A slicer designed for the cloud

I built yastom because I was frustrated with how opaque even open source slicers are. It was impossible to pull them apart and watch how each component part works, then combine them together and watch how the parts work in concert. Yastom allows increased transparency over existing slicers by dividing the slicing process into a series of decoupled algorithms, each of which communicates via a serialization format that is easy to visualize.

Yastom operates through a series of python classes called "processing layers". Each processing layer accepts the input from the processing layer preceding it, and transfers its output to the layer following it. The implementation details of each layer are abstracted away, as all algorithms communicate in terms of the serialization format for geometric data. Processing layers can be chained together in any way as long as each processing layers understands the data produced by its predecessor.

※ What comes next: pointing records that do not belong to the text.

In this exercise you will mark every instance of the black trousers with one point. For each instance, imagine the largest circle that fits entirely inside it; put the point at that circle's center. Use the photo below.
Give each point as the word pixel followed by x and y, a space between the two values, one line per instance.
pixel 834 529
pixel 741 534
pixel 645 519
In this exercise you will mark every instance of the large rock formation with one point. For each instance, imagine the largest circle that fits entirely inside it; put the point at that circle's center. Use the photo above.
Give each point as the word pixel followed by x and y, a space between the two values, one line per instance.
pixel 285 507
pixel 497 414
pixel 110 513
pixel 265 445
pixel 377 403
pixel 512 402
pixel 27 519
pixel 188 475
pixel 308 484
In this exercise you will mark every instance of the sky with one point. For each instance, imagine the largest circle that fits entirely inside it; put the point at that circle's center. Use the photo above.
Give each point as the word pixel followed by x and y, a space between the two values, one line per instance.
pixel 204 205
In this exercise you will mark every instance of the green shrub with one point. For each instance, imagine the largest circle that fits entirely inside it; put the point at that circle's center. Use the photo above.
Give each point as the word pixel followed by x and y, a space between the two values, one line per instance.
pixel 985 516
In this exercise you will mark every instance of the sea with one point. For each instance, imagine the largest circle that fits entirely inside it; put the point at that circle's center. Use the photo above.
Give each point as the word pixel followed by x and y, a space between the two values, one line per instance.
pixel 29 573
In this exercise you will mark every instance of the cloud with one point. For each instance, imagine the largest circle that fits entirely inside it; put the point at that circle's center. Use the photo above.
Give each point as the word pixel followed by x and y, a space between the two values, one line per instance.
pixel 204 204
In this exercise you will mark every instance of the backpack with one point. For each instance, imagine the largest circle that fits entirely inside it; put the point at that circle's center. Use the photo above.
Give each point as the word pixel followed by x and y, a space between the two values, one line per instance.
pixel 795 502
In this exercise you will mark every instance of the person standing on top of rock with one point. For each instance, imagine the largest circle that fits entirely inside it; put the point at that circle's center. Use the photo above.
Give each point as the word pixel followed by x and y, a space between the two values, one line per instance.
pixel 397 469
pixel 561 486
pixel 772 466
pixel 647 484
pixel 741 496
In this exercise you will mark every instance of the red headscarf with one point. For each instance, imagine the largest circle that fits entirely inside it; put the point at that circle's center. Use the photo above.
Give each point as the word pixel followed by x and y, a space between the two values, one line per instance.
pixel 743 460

To configure a run of yastom, a JSON object is used which contains the initial input for the processing chain, configuration values used throughout the chain (the layer height at which the mesh is sliced for example), and a list of processing layers to be used. Yastom uses this information to invoke each processing layer in sequence.

This pattern could easily be translated to web scale and used to support a highly automated and diverse set of digital fabrication machines while minimizing engineering effort required to maintain the codebase.

Mesh visualization provided by the initial phase of the pipeline. Any phase that produces a mesh can be visualized.
The result of applying a raw slicing algorithm layer to the initial mesh. Each line segment generated in this way is given a random color.
The result of applying the contour finding algorithm layer to the given list of line segments.